The Company intends to use the net proceeds from the Cimarron Sale for general
corporate purposes, which may include repayment of debt, and for future
acquisitions or joint ventures which are expected to be in the food services
industry. There can be no assurance, however, that the Cimarron Sale will result
in an improvement in the Company's results of operations or financial condition.

RECOMMENDATION OF THE COMPANY'S BOARD OF DIRECTORS

  THE BOARD OF DIRECTORS RECOMMENDS THAT THE STOCKHOLDERS VOTE "FOR" THE
CIMARRON SALE PROPOSAL.

  On September 20, 1995, the Board of Directors adopted a resolution that would
permit the Company, subject to approval by the Company's stockholders, to sell
its natural gas gathering, processing, marketing and trading business conducted
by Cimarron on such terms and conditions and for such consideration as the Board
of Directors determines to be expedient and fair to, and in the best interests
of, the Company and its stockholders.  All Board members except one were present
at the meeting and the vote to approve the Cimarron Sale Proposal at that
meeting was unanimous.
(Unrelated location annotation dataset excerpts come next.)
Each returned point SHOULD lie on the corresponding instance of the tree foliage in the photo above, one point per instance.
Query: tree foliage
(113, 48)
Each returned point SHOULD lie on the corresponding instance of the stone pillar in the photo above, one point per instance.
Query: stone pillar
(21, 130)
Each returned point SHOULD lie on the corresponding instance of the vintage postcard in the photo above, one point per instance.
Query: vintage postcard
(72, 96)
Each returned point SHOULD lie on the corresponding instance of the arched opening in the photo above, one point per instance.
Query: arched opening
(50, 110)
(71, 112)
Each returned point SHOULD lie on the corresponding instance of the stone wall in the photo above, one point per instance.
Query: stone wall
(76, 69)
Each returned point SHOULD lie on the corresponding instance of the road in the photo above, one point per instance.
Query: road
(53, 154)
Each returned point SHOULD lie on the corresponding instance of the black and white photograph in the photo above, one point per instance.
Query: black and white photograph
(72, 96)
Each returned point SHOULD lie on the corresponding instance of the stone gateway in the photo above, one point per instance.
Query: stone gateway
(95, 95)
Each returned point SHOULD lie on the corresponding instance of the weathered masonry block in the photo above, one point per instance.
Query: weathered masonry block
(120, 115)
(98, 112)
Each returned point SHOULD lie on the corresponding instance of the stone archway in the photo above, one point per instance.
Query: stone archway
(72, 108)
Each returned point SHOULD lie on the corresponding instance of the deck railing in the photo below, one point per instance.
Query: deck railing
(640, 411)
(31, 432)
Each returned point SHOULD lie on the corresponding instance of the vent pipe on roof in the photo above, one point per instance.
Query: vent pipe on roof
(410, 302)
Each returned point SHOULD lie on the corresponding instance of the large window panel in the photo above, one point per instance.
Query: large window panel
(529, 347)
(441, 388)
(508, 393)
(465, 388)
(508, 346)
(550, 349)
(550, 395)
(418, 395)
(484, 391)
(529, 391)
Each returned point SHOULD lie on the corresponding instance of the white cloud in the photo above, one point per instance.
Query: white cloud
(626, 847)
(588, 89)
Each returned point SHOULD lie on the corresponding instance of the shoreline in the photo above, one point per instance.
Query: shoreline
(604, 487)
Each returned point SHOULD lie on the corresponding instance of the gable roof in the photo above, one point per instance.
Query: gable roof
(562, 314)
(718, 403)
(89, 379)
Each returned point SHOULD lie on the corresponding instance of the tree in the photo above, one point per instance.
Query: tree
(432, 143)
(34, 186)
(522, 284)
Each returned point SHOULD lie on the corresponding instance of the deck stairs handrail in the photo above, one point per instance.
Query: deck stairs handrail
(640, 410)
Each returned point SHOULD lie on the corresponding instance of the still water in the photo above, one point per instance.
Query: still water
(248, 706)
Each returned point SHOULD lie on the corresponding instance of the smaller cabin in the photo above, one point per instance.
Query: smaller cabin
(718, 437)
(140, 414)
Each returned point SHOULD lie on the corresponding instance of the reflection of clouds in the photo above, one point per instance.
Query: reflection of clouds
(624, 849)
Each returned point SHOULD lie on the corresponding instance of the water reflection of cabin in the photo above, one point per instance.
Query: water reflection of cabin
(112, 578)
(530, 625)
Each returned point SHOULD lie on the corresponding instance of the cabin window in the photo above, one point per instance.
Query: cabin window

Approval of the Cimarron Sale Proposal by the
stockholders of the Company at this time is being sought to give the Company the
flexibility of selling the stock or assets of Cimarron without the requirement
of seeking any further stockholder approval because, depending upon the
revenues, earnings and assets of the Company at the time of the consummation of
the Cimarron Sale, the Cimarron assets might be deemed under Delaware law to
constitute all or substantially all of the Company's assets. The Company
believes that seeking any additional stockholder approval at a later time would
be time-consuming and costly and would reduce the Company's flexibility in
negotiating and closing the sale of Cimarron in a timely manner.

  In determining the value of Cimarron in contemplation of the Cimarron Sale,
the Board of Directors intends to rely on, among other things, best estimates of
management of the Company as to the value of Cimarron; the advice of financial
advisors and a fairness opinion of Schroder Wertheim or another independent
investment banking firm.

  The proposed Cimarron Sale will not involve a "going private" transaction or
sale to affiliates or insiders of the Company.

RESOLUTIONS PROPOSED FOR ADOPTION BY STOCKHOLDERS

  Resolutions in substantially the following form will be proposed at the
Special Meeting for consideration of the Company's stockholders:

     "RESOLVED, that the sale of the stock or assets of Cimarron Gas Holding
  Company and its subsidiaries is hereby approved on such terms and conditions
  and for such consideration as shall be determined by the Board of Directors of
  the Company to be expedient and fair to, and in the best interests of, the
  Company and the stockholders of the Company; and further

     RESOLVED, that the appropriate officers of Zapata Corporation are hereby
  authorized in their discretion to execute such documents in the name and on
  behalf of the corporation and to take other actions as are in their sole
  judgment necessary or appropriate to effectuate the purpose of the foregoing
  resolution; and further

     RESOLVED, that all acts and deeds previously performed by the officers and 
  directors of Zapata Corporation prior to the date of this resolution that are
  within the authority conferred by the foregoing resolutions are hereby
  ratified, confirmed and approved as authorized deeds of Zapata Corporation."